As a consequence, Aqua America only paid 7% in effective taxes this past year. It would not benefit in the slightest from a sticker reduction from 35% to 15% unless there were accompanying provisions giving it greater tax breaks. Any businesses that rely on heavy tax beaks don’t stand to see their intrinsic value increase sharply because their effective tax rate is already low.
As a general rule, you should look for companies with simple business models that generate pure profits and have high effective tax rates. They stand to benefit the most from a lower sticker rate. Meanwhile, heavily regulated businesses that regularly secure tax breaks and already have low effective tax rates stand to gain the least.
Even though the media talks about sticker tax rates with a primary focus on income tax rates, capital gain and dividend tax rates, and corporate tax rates, I think the underrated story of any Trump tax initiatives will revolve around more arcane provisions such as the discount rates applied to the transfer interests of family businesses.
For instance, most of you are aware of the $14,000 gift tax exclusion. Well, when a business is illiquid (not publicly traded on an exchange), there is variance about the discount rates that families can secure for transferring family assets. For instance, if a couple owns a million-dollar apartment complex, they can include a provision in their transfers to their kids that says something like “Your interest can only be sold for $99 within the next ten years, and thereafter, you shall have free alienability of your interest.” These alienability clauses enable families to apply high discount rates when transferring wealth to their children. With selling restrictions, you can apply a discount rate up to 40% and that enables you to transfer an additional $5,600 of value.
It may not sound like much, but it enables a two-parent household to transfer $39,200 in economic value to a child each year. Executed annually over a forty-year time period, this permits for a tax-free wealth transfer of $1,568,000 before you even get to the estate tax allowances (with $627,200 of that transfer being a result of the application of a discount rate to illiquid assets). And it will probably be more than that since the annual gift exclusion regularly rises—it was $10,000 per year in 2000, it is $14,000 now.
My basis for this speculation is the influence of Wilbur Ross on Trump’s economic policy, who has created significant wealth for himself by taking advantage of special discounting rates and tax breaks that are applied to illiquid assets in industries that secure major tax breaks. Because these provisions are so fact specific and complex, they evade public scrutiny and quite literally amount to a gifting to the rich that does not draw the kind of attention that, say, General Electric paying a near-zero U.S. income tax liability in 2010 gets from the media.
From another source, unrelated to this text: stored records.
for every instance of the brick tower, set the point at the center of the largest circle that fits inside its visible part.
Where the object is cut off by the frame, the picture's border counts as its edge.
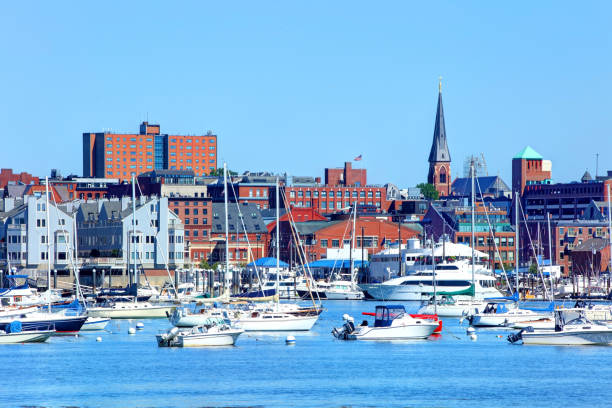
(439, 156)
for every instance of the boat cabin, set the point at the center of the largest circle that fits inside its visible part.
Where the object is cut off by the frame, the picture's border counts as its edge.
(386, 314)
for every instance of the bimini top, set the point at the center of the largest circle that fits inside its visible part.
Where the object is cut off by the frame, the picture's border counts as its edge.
(386, 314)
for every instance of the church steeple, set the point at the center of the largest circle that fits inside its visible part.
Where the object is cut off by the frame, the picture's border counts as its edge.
(439, 149)
(439, 156)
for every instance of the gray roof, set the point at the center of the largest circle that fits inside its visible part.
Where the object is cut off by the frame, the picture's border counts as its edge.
(253, 222)
(310, 227)
(439, 149)
(591, 244)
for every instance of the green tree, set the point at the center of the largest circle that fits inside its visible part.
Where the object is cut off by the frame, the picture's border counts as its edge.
(429, 191)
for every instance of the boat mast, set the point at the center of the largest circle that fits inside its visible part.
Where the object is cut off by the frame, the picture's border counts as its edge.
(516, 243)
(134, 233)
(353, 245)
(48, 243)
(277, 247)
(226, 226)
(473, 234)
(552, 290)
(610, 226)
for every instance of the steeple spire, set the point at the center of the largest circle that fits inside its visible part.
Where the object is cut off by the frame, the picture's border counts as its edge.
(439, 149)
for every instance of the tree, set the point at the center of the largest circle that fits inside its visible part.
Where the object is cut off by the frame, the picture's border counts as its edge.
(429, 191)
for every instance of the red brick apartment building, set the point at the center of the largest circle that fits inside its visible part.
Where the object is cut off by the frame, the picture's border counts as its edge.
(121, 156)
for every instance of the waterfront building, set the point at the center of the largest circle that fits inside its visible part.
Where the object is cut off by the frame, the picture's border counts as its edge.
(439, 156)
(107, 240)
(121, 156)
(492, 228)
(23, 234)
(530, 169)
The obvious downside of this is that wealth inequality between the typical demographic of people who voted for Trump and the wealthy people who will benefit from these policy changes will accelerate at a rapid clip. Politics aside, it will provide yet another reward for those who spend their time hiring professionals and studying strategies that maximize the benefits permitted by the tax code which is a major energy distraction from building wealth the old-fashioned way by growing something. At this point, it is still a hunch, but I suspect the greatest payoffs will await those who own shares of corporations with pure profits paying high effective tax rates right now as well as those that own illiquid assets that they intend to transfer, acquire, spin off, or otherwise modify in a manner that is a taxable event.